Warnings: Spoilers for both seasons of Code Geass.
inevitable
When she was young, she believed in forever.
It was everything. Forever was compensation for a life spent in chains, in shame, hands plucking up the skirt of her dress and wringing her soul dry. It was perfection. Heaven's gates waited for her, and behind those bars of pearl and gold and silver were paths paved in emerald and ruby skies, buildings of sapphire and a place where she would be safe, a place where no one could touch her unless she gave them her consent. Forever was being beautiful. It was feeling safe and being loved—that was what the priests said. They never told her, for what did such clean men have to say to a poor slave girl, with her dirty feet and her scabbed knees and her chapped mouth, raw from things little girls should never do? They never even looked at her. Their eyes saw straight through her, but she left stolen incense on the altar and prayed until her knees were sore (that got better as time went on; other activities made her used to being on them).
God heard her. God must.
But what if he doesn't? she asked herself once, chewing on the ends of her green hair—an unnatural color. A witch color. But she shook her head. He must. He had to hear her cries, her prayers, because he could hear everything and he always listened.
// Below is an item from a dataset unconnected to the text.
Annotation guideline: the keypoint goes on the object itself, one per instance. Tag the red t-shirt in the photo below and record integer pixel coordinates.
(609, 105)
And as she grew older, she realized that forever was nothing what she'd imagined it to be.
The bath was scalding hot. The nun scrubbed at her with soap and nails, peeling back layers of dirt like a second sheath of her skin, and it hurt in a good way. C.C.—though that had not been her name, not then, but she could not quite remember what it had been anymore—giggled. The nun was telling her fantastic stories, about witches and wizards and charming princes, and while she'd never believed in them as a child (as a slave, whispered a harsh voice in the back of her mind) she could believe in them now.
They fell in love.
It was beautiful. It was amazing. It was all she'd ever wanted, to be kissed without the intention of pain, a mouth hot on her own, a tongue transferring the taste of wine to her. There were so many of them! her lovers, who smiled and petted her, who's devotion sometimes disturbed her before she brushed it off. But that was okay. Devotion was fine, because they could still deny her. They could still reprimand her. It wasn't like they were going to starve themselves to give her pieces of hot bread covered in hotter cheese, the freshest fruit, the finest crops. They still had the leftovers.
"Selfish, selfish," the nun taunted her. "Why should you have the best?"
"It's no different," C.C., or the girl who had been her, muttered. She plucked at her sleeves. They were in a chapel, and chapels always unnerved her; the faces of the saints, the Apostles, seemed to stare her down, pity for sinners like her written over their visages. The stained glass windows turned the sunlight indigo and crimson and virescent. "It's not like they wouldn't give it to the vassals anyway. And they want to give it to me. Why should I deny them?"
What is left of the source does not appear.